More independent women?
In one of her studies, the American psychologist June Hopkins collaborated with the lesbian group Minorities Research Group in the 70s. She assessed 24 lesbians and 24 heterosexual women using the 16PF personality test (Cattell, 1957). Although she hypothesized that there would be no personality differences between lesbian and heterosexual women, the results of this study did identify some key differences.
Hopkins had concluded that lesbian women, contrary to the mainstream discourse of the time, were more independent, resilient, reserved, dominant, more autonomous than their heterosexual counterparts. Women who saw their sexuality as a liberation of women, freed from the enslaving influence of men and now in control of their bodies. The study of lesbian lifestyles in the twenties and thirties reveals the richness of lesbian cultures, reflections of a social and political emancipation in progress.
Paris, city of lesbianism
After Gomorrah, the biblical city, and Mytilene, the main city of Lesbos, the original stronghold of Sapphism revived in the Belle Époque, Paris established itself at the end of the 1929th century as the third great city of lesbianism and Sappho is described. in French literature of the time as the prototypical lesbian and model of the liberated woman.

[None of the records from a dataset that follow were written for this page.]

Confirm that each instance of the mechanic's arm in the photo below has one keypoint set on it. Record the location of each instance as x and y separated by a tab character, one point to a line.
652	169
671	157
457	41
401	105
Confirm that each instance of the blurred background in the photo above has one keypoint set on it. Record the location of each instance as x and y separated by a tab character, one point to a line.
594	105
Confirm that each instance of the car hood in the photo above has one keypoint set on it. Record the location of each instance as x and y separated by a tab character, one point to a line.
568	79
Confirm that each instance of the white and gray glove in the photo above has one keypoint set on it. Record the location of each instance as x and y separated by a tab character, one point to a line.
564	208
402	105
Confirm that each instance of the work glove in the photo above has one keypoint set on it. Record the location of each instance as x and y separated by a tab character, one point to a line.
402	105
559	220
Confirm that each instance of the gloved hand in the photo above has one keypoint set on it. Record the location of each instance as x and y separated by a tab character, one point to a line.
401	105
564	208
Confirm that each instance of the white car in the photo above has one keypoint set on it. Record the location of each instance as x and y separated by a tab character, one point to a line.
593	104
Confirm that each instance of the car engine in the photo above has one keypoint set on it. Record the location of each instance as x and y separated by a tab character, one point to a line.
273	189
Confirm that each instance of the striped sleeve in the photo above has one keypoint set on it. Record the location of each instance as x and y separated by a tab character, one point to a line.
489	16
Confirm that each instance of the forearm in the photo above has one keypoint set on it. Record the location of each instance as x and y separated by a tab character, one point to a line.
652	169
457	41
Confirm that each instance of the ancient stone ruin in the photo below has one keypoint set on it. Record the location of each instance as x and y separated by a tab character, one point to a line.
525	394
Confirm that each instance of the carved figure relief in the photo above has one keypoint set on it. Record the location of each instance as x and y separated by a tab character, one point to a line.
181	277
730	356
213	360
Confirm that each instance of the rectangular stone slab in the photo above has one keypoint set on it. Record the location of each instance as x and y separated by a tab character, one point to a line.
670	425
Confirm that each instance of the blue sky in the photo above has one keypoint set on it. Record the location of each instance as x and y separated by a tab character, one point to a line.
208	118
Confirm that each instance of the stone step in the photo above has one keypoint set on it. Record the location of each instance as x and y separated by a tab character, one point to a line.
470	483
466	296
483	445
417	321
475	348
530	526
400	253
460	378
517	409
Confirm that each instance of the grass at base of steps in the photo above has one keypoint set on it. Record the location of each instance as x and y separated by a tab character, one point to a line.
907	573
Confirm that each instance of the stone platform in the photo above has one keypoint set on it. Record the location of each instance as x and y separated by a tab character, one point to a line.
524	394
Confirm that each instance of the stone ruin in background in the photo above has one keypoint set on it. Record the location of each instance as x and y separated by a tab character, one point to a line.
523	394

Artists, writers, journalists tell the story of the Sapphist culture of the 1928th century. The Belle Époque sees artists like Suzy Solidor, singer, actress, novelist with an androgynous physique, celebrate lesbian love in her songs, and will live eleven years with her partner, Yvonne de Bremond d’Ars. Pierre Mac orlan wrote La Semaine de Sapho in 1932, Victor Margueritte, La Garçonne in XNUMX. The investigative journalist Maryse Choisy wrote, in XNUMX, “Ladies alone”, devoted to lesbianism.